On sekiz yıl Los Angeles’ta yaşadıktan sonra, üniversitedeki derslerin dijital ortamda yapılmasını fırsat bilerek 5 aylığına Türkiye’de yaşamaya karar verdim. Türkiye şartlarında kendimi 18 yıl öteye ışınlanmış gibi hissediyorum. Son iki haftadır değişik alanlarda gözlemler yapıyorum. Dijitalleşme ve dijital dönüşüm çoğu kesim tarafından anlaşılır gibi olmuş fakat eski alışkanlıkları bırakmak çok da kolay değil.  
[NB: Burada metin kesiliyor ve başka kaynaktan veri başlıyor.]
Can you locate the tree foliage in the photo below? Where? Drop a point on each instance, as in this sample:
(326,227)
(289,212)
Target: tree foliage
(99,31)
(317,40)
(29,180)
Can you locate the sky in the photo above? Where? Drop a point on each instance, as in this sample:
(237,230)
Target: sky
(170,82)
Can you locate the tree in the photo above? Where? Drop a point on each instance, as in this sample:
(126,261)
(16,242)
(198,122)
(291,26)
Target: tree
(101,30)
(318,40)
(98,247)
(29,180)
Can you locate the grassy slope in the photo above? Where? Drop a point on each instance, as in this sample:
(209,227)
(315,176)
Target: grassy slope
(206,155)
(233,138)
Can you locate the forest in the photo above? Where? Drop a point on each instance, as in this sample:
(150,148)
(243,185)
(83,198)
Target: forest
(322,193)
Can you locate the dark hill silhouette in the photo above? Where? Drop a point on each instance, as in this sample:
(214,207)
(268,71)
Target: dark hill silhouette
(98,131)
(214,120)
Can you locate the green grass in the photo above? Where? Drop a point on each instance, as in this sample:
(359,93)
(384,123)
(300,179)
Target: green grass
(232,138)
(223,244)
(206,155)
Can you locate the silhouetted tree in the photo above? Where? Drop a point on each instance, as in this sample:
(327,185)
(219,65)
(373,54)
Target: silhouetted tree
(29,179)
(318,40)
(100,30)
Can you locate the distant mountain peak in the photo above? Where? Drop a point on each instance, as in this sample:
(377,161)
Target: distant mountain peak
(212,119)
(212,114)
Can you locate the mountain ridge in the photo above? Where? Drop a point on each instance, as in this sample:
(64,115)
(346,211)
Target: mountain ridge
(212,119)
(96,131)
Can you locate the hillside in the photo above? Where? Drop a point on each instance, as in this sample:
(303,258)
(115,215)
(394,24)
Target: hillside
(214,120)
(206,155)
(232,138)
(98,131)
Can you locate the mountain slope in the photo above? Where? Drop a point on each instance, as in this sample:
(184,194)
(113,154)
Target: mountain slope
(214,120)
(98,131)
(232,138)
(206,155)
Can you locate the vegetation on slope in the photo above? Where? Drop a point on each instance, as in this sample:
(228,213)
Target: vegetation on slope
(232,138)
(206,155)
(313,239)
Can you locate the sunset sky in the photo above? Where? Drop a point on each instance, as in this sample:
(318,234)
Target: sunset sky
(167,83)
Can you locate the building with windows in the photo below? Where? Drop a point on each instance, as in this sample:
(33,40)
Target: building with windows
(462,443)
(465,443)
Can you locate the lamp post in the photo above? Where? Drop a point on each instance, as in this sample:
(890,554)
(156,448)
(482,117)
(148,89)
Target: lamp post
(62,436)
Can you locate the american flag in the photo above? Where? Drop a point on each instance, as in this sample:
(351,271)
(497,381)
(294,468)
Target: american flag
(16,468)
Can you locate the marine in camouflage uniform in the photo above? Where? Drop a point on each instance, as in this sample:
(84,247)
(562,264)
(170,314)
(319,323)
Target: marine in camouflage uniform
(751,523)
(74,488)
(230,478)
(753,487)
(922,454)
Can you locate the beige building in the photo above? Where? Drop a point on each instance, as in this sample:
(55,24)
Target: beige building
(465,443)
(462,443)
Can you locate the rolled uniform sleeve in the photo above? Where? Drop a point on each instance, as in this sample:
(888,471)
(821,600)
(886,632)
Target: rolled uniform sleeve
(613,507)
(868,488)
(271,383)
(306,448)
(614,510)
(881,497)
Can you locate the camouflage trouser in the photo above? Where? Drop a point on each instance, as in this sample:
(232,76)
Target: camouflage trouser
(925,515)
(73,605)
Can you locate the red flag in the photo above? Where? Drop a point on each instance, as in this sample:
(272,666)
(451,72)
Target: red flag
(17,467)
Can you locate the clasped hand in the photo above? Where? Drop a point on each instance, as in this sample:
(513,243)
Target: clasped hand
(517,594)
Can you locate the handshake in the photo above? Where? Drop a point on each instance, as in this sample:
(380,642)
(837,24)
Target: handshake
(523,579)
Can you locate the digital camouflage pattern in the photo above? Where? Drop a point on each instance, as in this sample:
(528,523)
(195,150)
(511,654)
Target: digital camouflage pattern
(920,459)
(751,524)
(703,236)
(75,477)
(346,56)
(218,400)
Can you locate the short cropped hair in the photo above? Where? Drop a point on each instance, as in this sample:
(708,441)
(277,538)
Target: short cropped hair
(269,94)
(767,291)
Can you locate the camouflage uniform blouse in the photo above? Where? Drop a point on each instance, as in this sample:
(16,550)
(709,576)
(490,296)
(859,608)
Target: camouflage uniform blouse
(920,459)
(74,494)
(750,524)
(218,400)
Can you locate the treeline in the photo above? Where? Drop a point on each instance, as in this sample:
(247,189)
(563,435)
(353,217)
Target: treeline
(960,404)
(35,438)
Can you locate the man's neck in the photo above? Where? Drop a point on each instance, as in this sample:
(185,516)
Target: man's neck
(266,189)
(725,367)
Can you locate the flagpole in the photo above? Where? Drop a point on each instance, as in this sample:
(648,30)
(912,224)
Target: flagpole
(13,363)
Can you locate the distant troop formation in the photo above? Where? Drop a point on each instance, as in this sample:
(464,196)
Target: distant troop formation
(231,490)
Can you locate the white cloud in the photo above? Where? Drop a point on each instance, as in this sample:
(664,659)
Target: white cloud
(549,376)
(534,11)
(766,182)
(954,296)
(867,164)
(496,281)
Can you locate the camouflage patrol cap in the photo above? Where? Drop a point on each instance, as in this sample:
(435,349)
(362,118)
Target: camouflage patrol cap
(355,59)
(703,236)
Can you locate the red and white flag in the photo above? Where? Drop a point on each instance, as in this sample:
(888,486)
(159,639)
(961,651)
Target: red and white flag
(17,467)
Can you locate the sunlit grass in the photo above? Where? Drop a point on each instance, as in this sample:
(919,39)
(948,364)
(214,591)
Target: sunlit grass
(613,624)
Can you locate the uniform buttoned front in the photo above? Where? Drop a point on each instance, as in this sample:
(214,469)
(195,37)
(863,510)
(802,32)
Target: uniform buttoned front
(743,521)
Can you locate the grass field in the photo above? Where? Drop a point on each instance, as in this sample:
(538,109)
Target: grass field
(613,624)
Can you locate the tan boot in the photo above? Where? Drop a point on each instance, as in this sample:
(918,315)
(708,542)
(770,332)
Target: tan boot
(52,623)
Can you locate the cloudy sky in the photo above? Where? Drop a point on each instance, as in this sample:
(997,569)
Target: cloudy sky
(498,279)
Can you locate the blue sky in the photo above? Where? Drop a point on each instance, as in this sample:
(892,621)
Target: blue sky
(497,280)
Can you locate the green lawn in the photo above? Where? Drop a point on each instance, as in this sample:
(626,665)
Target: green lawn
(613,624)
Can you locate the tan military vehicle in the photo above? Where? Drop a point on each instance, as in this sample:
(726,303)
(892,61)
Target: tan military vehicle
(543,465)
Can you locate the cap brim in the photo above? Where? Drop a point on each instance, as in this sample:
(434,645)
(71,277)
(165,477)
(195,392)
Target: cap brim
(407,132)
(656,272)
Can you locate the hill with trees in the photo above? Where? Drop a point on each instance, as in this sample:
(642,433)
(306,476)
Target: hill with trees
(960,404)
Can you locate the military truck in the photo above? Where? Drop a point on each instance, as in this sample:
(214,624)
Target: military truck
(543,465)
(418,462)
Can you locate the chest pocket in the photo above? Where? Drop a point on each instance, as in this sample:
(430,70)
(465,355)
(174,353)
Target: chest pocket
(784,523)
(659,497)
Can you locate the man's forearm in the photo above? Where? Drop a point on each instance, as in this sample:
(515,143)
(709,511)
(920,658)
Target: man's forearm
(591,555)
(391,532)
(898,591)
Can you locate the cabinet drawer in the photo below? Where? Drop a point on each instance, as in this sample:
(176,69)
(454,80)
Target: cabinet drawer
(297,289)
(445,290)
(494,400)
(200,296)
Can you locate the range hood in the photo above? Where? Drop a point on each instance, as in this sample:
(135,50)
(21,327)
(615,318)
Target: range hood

Konya’da en çok dikkatimi çeken konu bankaların önünde uzun kuyruklar oluşuyor ve bankalar herkesi sırası ile almıyor. Müşterilerinin ne kadar çok parası varsa onlara öncelik veriyor. Hal böyle olunca insanlar saatlerce sırada bekliyor. Ayrıca ay başlarından bankamatiklerin önlerinde de uzun kuyruklar var. Los Angeles’ta 18 yıldır neredeyse hiç sıra beklememiş veya çok az beklemiş birisi olarak bu uzun kuyrukların dijital dönüşümle çözülüp çözülemeyeceğini düşündüm. Bankacı akrabama bu insanların niye bu kadar sırada beklediklerini sordum. Aldığım cevap ise çok şaşırtıcı idi. Sıra bekleyenlerin hemen hemen hepsi şubeye gitmek yerine işlemlerini zaten internet ortamında yapabiliyorlar. Buna rağmen hala ne diye vakitlerini boşa harcıyorlar. Sırada beklerken ellerinde akıllı telefonlarla oynuyorlar. Demekki internet erişimleri var. Bankada beklemek yerine işlemlerinin çoğunu zaten internetten yapabilirler. Fatura ödemek için bu kadar kuyrukta beklemek ve insanın en değerli varlığı olan zamanını bu kadar basit bir işlem için boşa harcaması kabul edilebilir bir şey değil. Sırada bekleyenler paralarını bir kurumdan çekip diğerine yatırıyorlar ve arada saatlerce vakit kaybı oluyor. Bunu bütün ülke geneline yaydığınızda milyarlarca dolarlık iş ve kıymetli zaman kaybı var. Gencecik beyinlerin bilim, teknoloji, yapay zekâ gibi alanlarda kendini geliştirebileceği bir zaman dilimi kuyruklarda bekleyerek çöpe gidiyor.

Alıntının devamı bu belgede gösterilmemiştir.